Let’s count apples again to see binary counting in action:

• 0 apples = 0 in binary
• 1 apple = 1 in binary
• 2 apples = 10 in binary
• 3 apples = 11 in binary
• 4 apples = 100 in binary
• 5 apples = 101 in binary
• 6 apples = 110 in binary
• 7 apples = 111 in binary (= 1 one + 1 two + 1 four)
• 8 apples = 1000 in binary

The important thing to realize is that physically, we have the same quantity of apples, regardless of the numeral system we are using to represent them. So to speak of 8 (base ten) apples or 1000 (base two) apples, we are really talking about the same thing.

We can apply these counting concepts to the other numeral systems as well. Let’s look at the octal numeral system first. As you can probably tell from its name, octal is a base eight system. So, each number position can have any of the digits 0–7, and the labelling of the positions goes up by a factor of 8 for each position. So, we have ones, eights, sixty-fours, five hundred twelves, etc. Let’s look at some apple quantities again, but in octal this time. You can figure out what 0–7 apples looks like in octal notation, but what about 8 or higher:

• 7 apples = 7 in octal
• 8 apples = 10 in octal
• 9 apples = 11 in octal (= 1 one + 1 eight)
• 10 apples = 12 in octal
• 11 apples = 13 in octal (= 3 ones + 1 eight)
• …
• 20 apples = 24 in octal
• 24 apples = 30 in octal
• 30 apples = 36 in octal (= 6 ones + 3 eights)
• …
• 100 apples = 144 in octal (=4 ones + 4 eights + 1 sixty-four)
• …
• 750 apples = 1356 in octal (= 1 five hundred twelve + 3 sixty-fours + 5 eights + 6 ones)

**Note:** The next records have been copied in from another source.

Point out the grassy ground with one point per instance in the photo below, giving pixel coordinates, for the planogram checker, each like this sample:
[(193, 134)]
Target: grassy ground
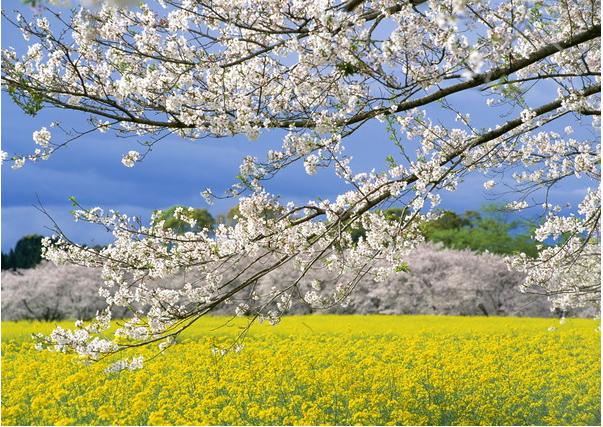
[(323, 370)]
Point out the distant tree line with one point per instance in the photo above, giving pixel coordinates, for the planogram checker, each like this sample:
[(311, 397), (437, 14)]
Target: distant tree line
[(489, 230)]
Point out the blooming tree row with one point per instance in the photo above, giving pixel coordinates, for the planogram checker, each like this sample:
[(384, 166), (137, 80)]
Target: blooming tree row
[(320, 70)]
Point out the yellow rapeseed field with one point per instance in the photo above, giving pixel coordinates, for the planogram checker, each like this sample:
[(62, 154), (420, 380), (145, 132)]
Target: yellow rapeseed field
[(323, 370)]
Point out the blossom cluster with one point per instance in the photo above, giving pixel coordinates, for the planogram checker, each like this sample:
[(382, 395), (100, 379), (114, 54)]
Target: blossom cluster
[(320, 70)]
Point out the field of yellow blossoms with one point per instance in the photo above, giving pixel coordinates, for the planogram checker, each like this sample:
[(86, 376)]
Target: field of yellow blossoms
[(314, 370)]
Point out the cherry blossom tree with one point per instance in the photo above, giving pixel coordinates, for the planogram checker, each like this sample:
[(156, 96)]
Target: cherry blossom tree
[(319, 70)]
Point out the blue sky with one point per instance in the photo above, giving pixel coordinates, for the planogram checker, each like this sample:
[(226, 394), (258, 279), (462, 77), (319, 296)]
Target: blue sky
[(175, 172)]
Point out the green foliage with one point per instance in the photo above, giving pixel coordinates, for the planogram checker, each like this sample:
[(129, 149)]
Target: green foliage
[(28, 99), (26, 254), (490, 231), (347, 68), (202, 216)]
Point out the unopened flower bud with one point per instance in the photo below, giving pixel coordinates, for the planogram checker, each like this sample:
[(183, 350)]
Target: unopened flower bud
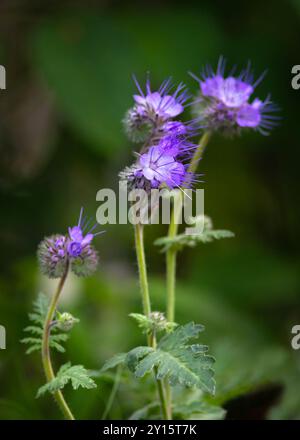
[(65, 321)]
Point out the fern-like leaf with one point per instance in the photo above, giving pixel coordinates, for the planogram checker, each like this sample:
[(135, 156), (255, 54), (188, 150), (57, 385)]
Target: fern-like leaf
[(77, 375), (174, 358), (182, 240), (181, 364)]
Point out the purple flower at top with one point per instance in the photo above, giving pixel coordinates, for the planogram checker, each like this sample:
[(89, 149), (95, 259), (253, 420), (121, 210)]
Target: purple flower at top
[(52, 256), (153, 112), (161, 103), (77, 240), (59, 252), (224, 102), (161, 164), (160, 167)]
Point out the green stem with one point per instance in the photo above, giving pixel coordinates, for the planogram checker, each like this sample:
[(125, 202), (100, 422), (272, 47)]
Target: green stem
[(173, 229), (171, 256), (113, 393), (46, 358), (140, 253)]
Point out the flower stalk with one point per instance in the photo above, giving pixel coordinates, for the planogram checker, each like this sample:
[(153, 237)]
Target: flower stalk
[(46, 358), (144, 287), (171, 255)]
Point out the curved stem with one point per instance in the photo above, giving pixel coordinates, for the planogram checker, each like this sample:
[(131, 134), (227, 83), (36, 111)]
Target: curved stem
[(46, 358), (113, 393), (171, 256), (140, 253)]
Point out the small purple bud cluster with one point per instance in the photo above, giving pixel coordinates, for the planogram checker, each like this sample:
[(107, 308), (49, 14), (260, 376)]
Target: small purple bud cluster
[(224, 102), (166, 147), (55, 253)]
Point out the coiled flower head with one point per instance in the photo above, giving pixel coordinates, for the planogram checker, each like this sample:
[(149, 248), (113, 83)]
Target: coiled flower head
[(161, 165), (75, 249), (152, 112), (224, 102), (52, 256)]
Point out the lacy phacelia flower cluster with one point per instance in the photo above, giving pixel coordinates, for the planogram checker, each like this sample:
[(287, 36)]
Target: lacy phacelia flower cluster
[(225, 103), (166, 147), (75, 249)]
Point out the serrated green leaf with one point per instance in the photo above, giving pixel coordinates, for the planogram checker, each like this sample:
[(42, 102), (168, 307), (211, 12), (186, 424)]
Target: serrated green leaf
[(181, 364), (40, 307), (114, 362), (77, 375), (148, 412)]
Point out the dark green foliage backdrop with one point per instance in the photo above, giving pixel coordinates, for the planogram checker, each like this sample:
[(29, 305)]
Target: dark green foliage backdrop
[(69, 67)]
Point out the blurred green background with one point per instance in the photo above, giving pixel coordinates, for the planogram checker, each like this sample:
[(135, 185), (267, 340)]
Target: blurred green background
[(69, 66)]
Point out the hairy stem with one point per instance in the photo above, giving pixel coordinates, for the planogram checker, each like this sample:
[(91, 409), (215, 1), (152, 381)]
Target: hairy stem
[(46, 358), (171, 255), (113, 393), (140, 253)]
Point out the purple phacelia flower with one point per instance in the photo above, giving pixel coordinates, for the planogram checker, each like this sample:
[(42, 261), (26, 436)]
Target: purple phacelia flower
[(153, 110), (161, 165), (224, 102), (52, 256), (74, 250)]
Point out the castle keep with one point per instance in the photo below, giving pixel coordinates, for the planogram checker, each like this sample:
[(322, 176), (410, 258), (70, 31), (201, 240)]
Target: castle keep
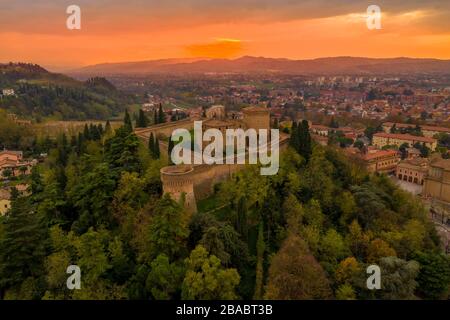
[(197, 181)]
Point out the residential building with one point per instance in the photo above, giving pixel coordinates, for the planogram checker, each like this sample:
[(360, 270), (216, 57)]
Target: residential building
[(412, 170), (437, 183), (382, 139)]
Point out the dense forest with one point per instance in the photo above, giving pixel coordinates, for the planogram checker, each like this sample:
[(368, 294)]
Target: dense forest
[(40, 94), (308, 232)]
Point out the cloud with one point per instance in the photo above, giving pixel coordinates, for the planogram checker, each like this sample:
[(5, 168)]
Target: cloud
[(220, 48), (117, 16)]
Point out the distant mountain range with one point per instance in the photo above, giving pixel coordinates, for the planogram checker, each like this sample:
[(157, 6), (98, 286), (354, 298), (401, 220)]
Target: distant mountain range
[(247, 64)]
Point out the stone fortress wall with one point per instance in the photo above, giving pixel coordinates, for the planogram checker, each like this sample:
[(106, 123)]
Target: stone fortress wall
[(197, 182)]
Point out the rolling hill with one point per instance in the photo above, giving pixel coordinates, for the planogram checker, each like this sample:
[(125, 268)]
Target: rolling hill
[(40, 93), (247, 64)]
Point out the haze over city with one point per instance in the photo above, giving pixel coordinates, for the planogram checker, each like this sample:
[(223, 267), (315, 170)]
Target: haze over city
[(114, 31)]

Finally, let’s look at the hexadecimal number system. This system, also used frequently in computer programming, is a base sixteen system (as can be seen by its name: hexa- mean six and deci- means ten = 6+10 = 16). This counting system may take the most work to understand, but again, it follows the same rules. In this case, however, we run into a wrinkle. So far, we have looked at decimal, binary, and octal systems. All of these utilize at least some of the familiar digits 0–9. But how do we represent a number between 10–15 by only using a single digit? We only know of these quantities as two-digit numbers! Is there anything else we might use that is only a single character, without having to make up a brand new one? This is where hexadecimal is slightly different from the others. It uses 0–9 to represent those digits, though for 10–15 it uses the letters A-F. So, to write 10 in hexadecimal, it is simply A. Similarly, 11 is B, and so on. As a result, the number positions again are larger than the previous systems, so we have ones, sixteens, two hundred fifty-sixes, four thousand ninety-sixes, etc.

So counting apples again!

• 13 apples = D apples in hex
• 15 apples = F apples in hex
• 16 apples = 10 apples in hex
• 26 apples = 1A apples in hex
• 100 apples = 64 apples in hex
• 124 apples = 7C apples in hex
• …
• 50000 apples = C350 apples in hex

By including letter characters as digits, hexadecimal may be the most challenging of these number systems to wrap your head around. The bigger the numbers get, the more complicated they may seem. However, they all follow the same concepts and aren’t too difficult to figure out, once you get used to thinking in a number system other than base ten!